Today I talked to you about the problem of query keyword expansion in understanding query keywords. As you can see, there are two technical approaches to query keyword expansion. One is to generate a graph based on user interaction data and use graph mining techniques to obtain relationships between query keywords. The other is to generate word embedding vectors to obtain synonyms.

Let’s review the key points together: First, a brief introduction to the connotation of query keyword expansion. Due to the insufficient information of user input query keywords, query keyword expansion can provide a better user experience and more accurate search results.
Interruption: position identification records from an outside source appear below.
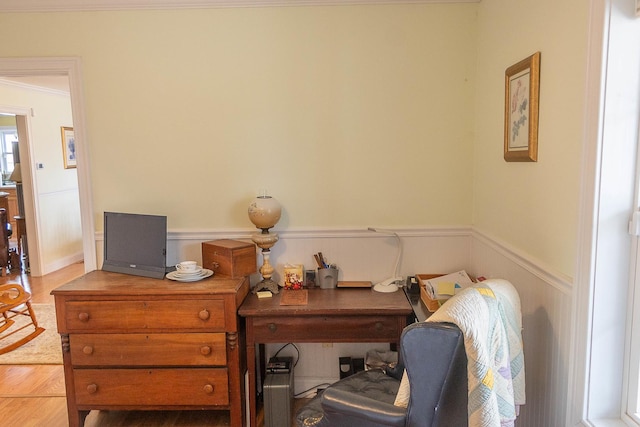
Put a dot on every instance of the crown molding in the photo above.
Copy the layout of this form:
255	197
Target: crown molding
98	5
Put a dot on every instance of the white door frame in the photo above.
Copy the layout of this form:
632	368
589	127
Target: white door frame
70	67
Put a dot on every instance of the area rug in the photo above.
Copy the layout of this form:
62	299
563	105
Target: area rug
45	349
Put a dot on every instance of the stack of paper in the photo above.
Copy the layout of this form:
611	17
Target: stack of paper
444	287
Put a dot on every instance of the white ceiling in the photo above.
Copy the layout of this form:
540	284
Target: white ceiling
77	5
58	83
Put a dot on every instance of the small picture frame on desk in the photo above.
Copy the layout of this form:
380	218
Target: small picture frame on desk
522	88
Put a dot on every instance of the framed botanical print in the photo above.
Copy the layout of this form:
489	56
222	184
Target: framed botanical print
68	147
522	89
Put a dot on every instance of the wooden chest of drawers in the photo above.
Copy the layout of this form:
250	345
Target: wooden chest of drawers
131	342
Second, a detailed introduction to the two main technologies of query keyword expansion.

Finally, I leave you with a question to ponder: How can we test the pros and cons of query keyword expansion?

References

  1. Claudio Carpineto and Giovanni Romano. A Survey of Automatic Query Expansion in Information Retrieval. ACM Computing Surveys. 44, 1, Article 1 (January 2012), 50 pages. 2012.
  2. Qiaozhu Mei, Dengyong Zhou, and Kenneth Church. Query suggestion using hitting time. Proceedings of the 17th ACM conference on Information and knowledge management (CIKM ‘08). ACM, New York, NY, USA, 469-478. 2008.
  3. Mikolov, Tomas, Kai Chen, Greg Corrado, and Jeffrey Dean. Efficient estimation of word representations in vector space. arXiv preprint arXiv:1301.3781 (2013).
  4. Diaz, Fernando, Bhaskar Mitra, and Nick Craswell. Query expansion with locally-trained word embeddings. arXiv preprint arXiv:1605.07891 (2016).